Cloud Data Transformation in Fabric with Medallion Architecture

by Ginger Grant | First published: February 27, 2026 - Last Updated: March 2, 2026

For at least the past 20 years, data engineers have been working on copying and moving data to transform it into an analytical model. The dominant approach was Extract, Transform, and Load (ETL); a process based on rigid, well-ordered, and defined data with expensive data storage and proprietary tools to transform the data. Today, things have changed as it is much cheaper to store data and because of data science and AI there is more desire for raw data and the architecture needs to change with it.

The Brittleness of Legacy ETL

Legacy ETL was intentionally brittle. Data transformation processes were designed assuming they would never break and nobody needed to look at the source data. When something did break, fixing it was very difficult because the source data was in memory during processing and never persisted in the raw state because that saved space. If the process broke before it wrote the data, well, it was lost and the system would need to get it again. The quality of the data received was not evaluated which meant there was effectively no governance. Extensive transformations were applied before the data was loaded, so no one actually reviewed the original source data after the data was loaded.
Medallian Architecture diagram
Medallion architecture is designed to address these failures. It is designed with the thought that space is cheap, so keeping records for troubleshooting, analysis and governance is encouraged.

Bronze Layer

The first step is retrieving and saving the data in its original source format. This first layer is commonly known as the bronze layer, but that name can vary. I’ve seen it called everything from Raw to One. The name is not as important as the process. By saving data in its raw state, organizations preserve the ability to use data in its raw form, which is essential for data science and AI tasks, including training large language models (LLMs). The raw data can also be evaluated to ensure the quality did not change over time, and data owners can then be held accountable for the data they send. Because the data stored within the bronze layer is not modified from the source data in any way, there is little chance of anything failing because at its core, the activity is copying the data.

Ensuring Robust Development Through Testing

When implementing medallion architecture using Fabric, both the code to extract the data and the data itself are stored in a workspace. The workspace should contain all the data designated for a specific data warehouse. For security purposes, data which contains personally identifiable information (PII) or is considered highly confidential may be isolated in a separate workspace to decrease access to sensitive raw data. As all processes need to be tested, there will need to be workspaces designated for raw data for development, test, and production.
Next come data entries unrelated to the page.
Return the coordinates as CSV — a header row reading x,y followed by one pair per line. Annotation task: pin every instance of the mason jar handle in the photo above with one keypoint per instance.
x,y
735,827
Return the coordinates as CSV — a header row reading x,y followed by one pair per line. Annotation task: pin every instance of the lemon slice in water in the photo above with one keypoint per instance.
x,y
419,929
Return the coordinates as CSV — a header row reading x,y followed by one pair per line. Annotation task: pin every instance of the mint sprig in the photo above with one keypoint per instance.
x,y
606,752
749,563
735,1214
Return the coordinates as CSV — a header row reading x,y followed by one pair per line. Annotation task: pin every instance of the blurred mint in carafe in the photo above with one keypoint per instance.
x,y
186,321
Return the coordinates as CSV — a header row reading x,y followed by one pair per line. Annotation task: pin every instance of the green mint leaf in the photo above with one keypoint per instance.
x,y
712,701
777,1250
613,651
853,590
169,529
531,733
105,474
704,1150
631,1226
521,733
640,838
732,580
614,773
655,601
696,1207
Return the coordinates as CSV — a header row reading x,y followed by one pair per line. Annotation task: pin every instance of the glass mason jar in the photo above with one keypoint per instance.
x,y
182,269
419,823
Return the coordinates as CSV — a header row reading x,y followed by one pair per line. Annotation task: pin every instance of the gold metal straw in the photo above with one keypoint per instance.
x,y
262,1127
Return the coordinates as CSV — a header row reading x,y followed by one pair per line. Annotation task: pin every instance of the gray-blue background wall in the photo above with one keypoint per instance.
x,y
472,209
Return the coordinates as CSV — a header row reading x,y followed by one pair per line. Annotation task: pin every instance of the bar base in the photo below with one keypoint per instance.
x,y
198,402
It is important to ensure that nothing goes into production which is not tested and that includes the data-gathering processes themselves. Do not skip the test workspace as this is where the data team will test the migration process and confirm that nothing is missed in the transition from development to production.
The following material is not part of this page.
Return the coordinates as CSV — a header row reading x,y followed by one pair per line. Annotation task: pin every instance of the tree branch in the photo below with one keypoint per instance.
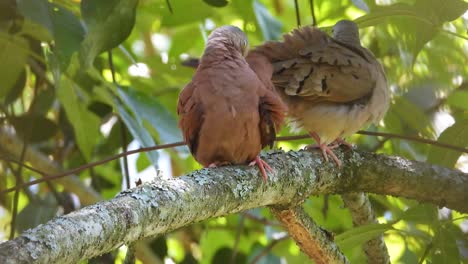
x,y
164,205
362,213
Data Access in the Bronze Layer

Data scientists, machine learning algorithms, and large language models may need access to the unstructured data found in the bronze layer. They need raw data to be able to provide the greatest insight. They do not want or need pre-built analytic models. Your IT team must configure appropriate security for these groups to be able to access the data. In Fabric, you can share lakehouses or data warehouses without granting access to the entire workspace. Sharing at the data level is preferable to granting workspace access, because workspace access also exposes the underlying extraction processes and code.

Silver Layer

Once you have the data, work in the silver layer will validate the data quality and transform it. This can include things like assigning data types to raw data, validating that the number of columns received meets the specifications and determining what to do if the data is not of sufficient quality to load for analysis.
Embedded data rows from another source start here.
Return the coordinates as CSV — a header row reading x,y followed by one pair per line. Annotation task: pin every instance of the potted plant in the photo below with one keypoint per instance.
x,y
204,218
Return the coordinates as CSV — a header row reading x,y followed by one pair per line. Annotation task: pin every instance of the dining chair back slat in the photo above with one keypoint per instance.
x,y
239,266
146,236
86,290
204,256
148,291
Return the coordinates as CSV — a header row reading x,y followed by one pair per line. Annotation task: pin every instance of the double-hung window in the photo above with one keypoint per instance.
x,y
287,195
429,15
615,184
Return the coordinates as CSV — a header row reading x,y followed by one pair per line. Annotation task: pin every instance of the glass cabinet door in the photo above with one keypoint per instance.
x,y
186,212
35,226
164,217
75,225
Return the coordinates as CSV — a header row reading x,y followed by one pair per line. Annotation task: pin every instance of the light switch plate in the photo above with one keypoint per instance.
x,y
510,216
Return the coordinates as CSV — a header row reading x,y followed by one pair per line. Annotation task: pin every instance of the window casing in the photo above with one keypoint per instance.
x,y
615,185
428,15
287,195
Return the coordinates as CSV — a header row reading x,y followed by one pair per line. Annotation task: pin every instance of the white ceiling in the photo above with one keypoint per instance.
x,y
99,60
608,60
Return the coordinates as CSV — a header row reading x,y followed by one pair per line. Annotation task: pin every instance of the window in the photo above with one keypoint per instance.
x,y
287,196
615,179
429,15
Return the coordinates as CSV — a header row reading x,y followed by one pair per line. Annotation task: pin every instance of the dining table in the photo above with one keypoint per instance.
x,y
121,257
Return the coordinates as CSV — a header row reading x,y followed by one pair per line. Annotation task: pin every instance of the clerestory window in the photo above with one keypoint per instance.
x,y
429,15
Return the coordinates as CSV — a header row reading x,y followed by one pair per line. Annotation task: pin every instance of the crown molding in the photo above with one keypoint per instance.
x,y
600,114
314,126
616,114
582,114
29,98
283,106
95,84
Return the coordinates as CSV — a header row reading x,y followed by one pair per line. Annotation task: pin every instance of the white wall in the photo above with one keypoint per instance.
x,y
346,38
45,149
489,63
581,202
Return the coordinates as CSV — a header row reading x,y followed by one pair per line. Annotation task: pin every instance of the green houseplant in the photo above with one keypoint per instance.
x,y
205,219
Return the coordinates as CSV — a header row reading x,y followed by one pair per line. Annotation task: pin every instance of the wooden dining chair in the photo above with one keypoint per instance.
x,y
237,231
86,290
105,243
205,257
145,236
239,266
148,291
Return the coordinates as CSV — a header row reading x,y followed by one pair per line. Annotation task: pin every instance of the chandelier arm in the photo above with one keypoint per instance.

Data Access in the Silver Layer

Validation was one of the steps frequently ignored in legacy ETL pipelines but is a vital part of the medallion approach. Once the data is validated, then there is little chance that there will be issues in the analytical modeling step. Generally speaking, business users do not need access to the silver layer, as data engineers use it for development and testing.

Gold Layer

The gold layer contains only analysis-ready, curated data that the organization will consume. Security needs to be applied to the data to meet access requirements. Semantic models for reporting are created here as well as the key performance indicators (KPIs) and other measurements needed to support business decisions. Because this layer is designed to support the data organization, you should collaborate with the end users and stakeholders to ensure that all required data elements are included in the warehouse.

Data Access in the Gold Layer

Data created for the gold layer will live in a workspace where many people need access. The groups of users are different than the data engineers who created the data store. Business analysts may be tasked to create the semantic model and add it to the workspace. Data elements in the workspace are shared with other Fabric users, who interact with the data subject to the security rules applied at the layer.

Conclusion: Why the Structure Is Worth It

Medallion architecture applies a different set of processes to achieve the same goal as ETL: developing a robust enterprise data source for analysis and reporting. The structure is not arbitrary. Each layer exists to solve problems that plagued earlier ETL designs including lost data, poor governance, brittle pipelines, and untestable transformations. The layers in medallion architecture give organizations a data platform that is easier to maintain, debug and extend. This layered approach ensures that data remains trustworthy, scalable, and fully aligned with the modern engineering patterns that Microsoft Fabric is built to support.